Good day all, after looking at my portfolio and the action in the overall markets I thought that this would be a good time to discuss the longer-term focus of successful traders. There is a phenomenon that sometimes takes place when you make the transition from a sporadically profitable trader to a more consistently profitable trader and since this blog is named for the rookies I think this is a good thing to mention to perhaps save some pain down the road for everyone when you make the transition as well.
This discussion comes to you from personal experience and the wisdom of many others that came before I did. Let’s go over the evolution of a trader step by step and see if we can’t explore the phenomenon and see if we can prevent it from causing you an issue in your trading.
Step 1: Introduction to trading. In this stage, people are introduced to the world of trading in a couple of different ways. Perhaps you were sold on a can’t miss system where you will make nothing but money or perhaps you know someone who trades and has said this is something worth looking at. At this point, you are diving into a pool in which you may not have any idea of how deep it is.
Step 2: Trial by fire. In this stage, maybe you are starting to put some money into the markets and only one of two things can happen, either you do very well and start raking in the cash, or two you get walloped and are thinking that this is crazy and that trading is some kind of voodoo. In this stage, the latter scenario is the best for most people because if you are successful from the jump then you may let hubris creep in and think that there is nothing to this game and that trading is easy money. This can be the death blow to many a budding trader. I have seen this happen a number of times where traders jump in and do well and then get crushed on one big trade because they really don’t understand the game and what is required to survive and thrive. The first scenario can be good if it spurs the trader to learn more about the game of trading, it can also be a spot where it weeds out those who will become traders and those who are just dabbling. It has a self -regulating kind of quality.
Step 3: This is where you really begin to become a trader, you realize that trading is more than just picking the right stock. It involves education, study, and practice to get in tune with the markets and how they work. With some dedication to your craft here is the spot where you will start to pick up some wins but might not really understand the entire process.
Step 4: In this stage you start to hone your craft and start to build up a process that fits who you are as a person. You may start to build a routine that will make it possible for you to get more consistent results. This will be the stage where more study and extensive practice will be required to move onto the final stage.
Step 5: This is the stage where consistency is possible. This is where you will comfortable with your process and your equity curve should start to move up on a decent angle over time. You will still see ups and downs in your net liquidation but there should be a slow uptick in your equity curve. This is where the problem can creep in.

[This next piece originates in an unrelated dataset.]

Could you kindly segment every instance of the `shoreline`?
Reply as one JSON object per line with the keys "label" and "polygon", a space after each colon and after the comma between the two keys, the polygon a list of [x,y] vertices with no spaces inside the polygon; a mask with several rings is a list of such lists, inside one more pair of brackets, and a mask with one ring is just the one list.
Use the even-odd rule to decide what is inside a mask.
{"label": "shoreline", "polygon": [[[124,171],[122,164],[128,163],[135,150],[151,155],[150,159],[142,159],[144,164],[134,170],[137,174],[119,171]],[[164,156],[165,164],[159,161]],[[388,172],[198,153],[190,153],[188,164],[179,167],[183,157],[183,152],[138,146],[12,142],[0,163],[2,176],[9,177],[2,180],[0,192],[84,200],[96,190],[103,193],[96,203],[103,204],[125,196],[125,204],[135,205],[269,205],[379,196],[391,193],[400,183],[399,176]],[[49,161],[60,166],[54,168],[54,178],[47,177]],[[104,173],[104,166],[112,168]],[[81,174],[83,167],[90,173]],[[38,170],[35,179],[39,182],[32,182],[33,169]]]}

The problem is that if one is not careful when reaching stage 5 that one can get too comfortable and complacent and that can push one back to stage 4. This problem manifests itself in the amount of risk one is taking and if that risk is not controlled then disaster can strike. Let me paint a scenario where this can happen. Let’s say you feel like you have perfected a certain strategy and you have been having great success with that strategy and you decide to up the ante and increase the number of contracts you use and then you hit a losing skid and that equity curve you coveted in stage 5 can be decimated.
So to make sure the long climb to success is worth it one must remember that even moving from sporadically profitable to consistently profitable requires a laser like focus to remain consistently profitable.